• SANAT
  • 9 SORUDA
  • DİKEN ÖZEL
  • GÜNÜN 11'i
  • DİKENLİK
  • AKŞAM POSTASI
  • SPOR
  • VPN HABER

Diken

Yaramazlara biraz batar!

  • VİTRİN
  • AKTÜEL
  • EKONOMİ
  • ANALİZ
  • DÜNYA
  • MEDYA
  • KEYİF
  • YAZARLAR
  • SÜRDÜRÜLEBİLİRLİK

'Türkiye rönesans geçiriyor'muş… Alev Alatlı yanıtını almalı!

12/12/2014 22:39

 

NURAY MERT sonNURAY MERT

Düşünsel fukaralığa düşmüş toplumlarda ‘aforizma’ kuram sayılır. Edebiyat ile siyasal, toplumsal kuram ve düşünce zayıf biçimde buluşur.

Alev Alatlı, yıllardır böylesi bir alanda yazar, çizer. Romanlarında toplumsal, siyasal tartışmalar karakterlere bürünür. Zaman zaman aykırı olduğunu düşündüğü çıkışlarla gündeme gelir Alatlı.


Ama amacım, ne edebiyatçılığını, ne düşünsel dünyasını tartışma konusu etmek. Son olarak aldığı cumhurbaşkanlığı ödülü vesilesiyle yaptığı konuşma bile, doğrusu pek ilgimi ve tepkimi çekmedi. Ta ki CNN Türk’te bu gece Şirin Payzın’ın konuğu olarak söylediklerini duyana dek.

Bunları söyleyen yanıtını almalı

Ben televizyonu açtığımda, Türkiye’de iktidar dışında herkesi ve her şeyi topa tutuyordu. Önceliği basına eleştirileriydi.
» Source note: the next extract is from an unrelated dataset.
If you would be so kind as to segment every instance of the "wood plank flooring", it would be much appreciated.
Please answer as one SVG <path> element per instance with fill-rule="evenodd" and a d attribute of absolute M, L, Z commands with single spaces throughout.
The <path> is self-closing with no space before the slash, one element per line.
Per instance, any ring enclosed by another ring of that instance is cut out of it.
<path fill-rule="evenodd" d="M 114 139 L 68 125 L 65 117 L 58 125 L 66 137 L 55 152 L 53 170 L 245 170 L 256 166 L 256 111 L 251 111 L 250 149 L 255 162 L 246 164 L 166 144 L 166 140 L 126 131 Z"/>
Konuşması yeterince ilgi çekmedi de doz artırmaya mı karar verdi bilemiyorum ama, doğrusu program süresince söyledikleri ilgilenilmeyecek gibi değildi! Bunları söyleyen, yanıtını almalı diye düşünüyorum.

Rönesans mı?

İktidarı isteyen beğenir över, isteyen beğenmez eleştirir, bu noktada sorun yok. Alev Hanım’ın basın veya ifade özgürlüğü, yargı bağımsızlığı, siyasal otorite yoğunlaşması gibi gözlemleri veya sorunları olmayabilir.

Neticede kendisi devletçi, milliyetçi, Avrasyacı/Doğucu ve kafası çokça karışık biri. Ama mevcut tabloyu bize ‘Türkiye Rönesans geçiriyor’ diye yutturmaya çalışması sessiz kalınacak gibi değil.

Sefaletten sefalete

Belli ki Türkiye’de eskiden ‘ak’ denilene şimdi ‘kara’ denilmesini büyük bir düşünsel devrim sanıyor. Büyük düşünsel değişimler bir uçtan diğerine savrulmakla değil, düşüncenin mahiyetiyle ölçülür. Türkiye’nin mevcut düşünsel değişimi bırakın Rönesans’ı, olsa olsa sefaletten sefalete sürüklenme diye tanımlanabilir.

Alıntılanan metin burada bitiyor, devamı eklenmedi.